In [1]:
import pandas as pd

import matplotlib.pyplot as plt
from matplotlib.ticker import FuncFormatter

from data_integration import combine_data, read_data
# needed to read csv faster
import polars as pl 

## combine all

In [None]:
"""
    Calls read_data() from file "data_integration.py"
    Calls the combine_data() function from file "data_integration.py"
    Parameter:
    - 1: combine only glucose data
    - 2: combine glucose and dempgraphics
    - 3: combine glucose and heartrate
    Output: This function returns the intrgrated dataset included the restricted databases if downloaded and added to folder "datasets for T1D"
 """
restricted_list = read_data(read_all = False)

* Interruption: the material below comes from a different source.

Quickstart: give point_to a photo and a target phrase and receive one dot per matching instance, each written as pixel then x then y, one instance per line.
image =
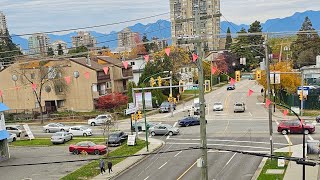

# load the main dataset and combine it with the restricted data
combined_main_list = pl.read_csv("datasets for T1D/maindatabase.csv").to_pandas()
combined_main = combine_data(1, restricted_list)  
combined_main = pd.concat([combined_main, combined_main_list])
# save the full integrated dataset as a csv file
combined_main.to_csv("datasets for T1D/fullmaindatabase.csv", index=False)

In [None]:
# restricted_list = read_data(read_all = False)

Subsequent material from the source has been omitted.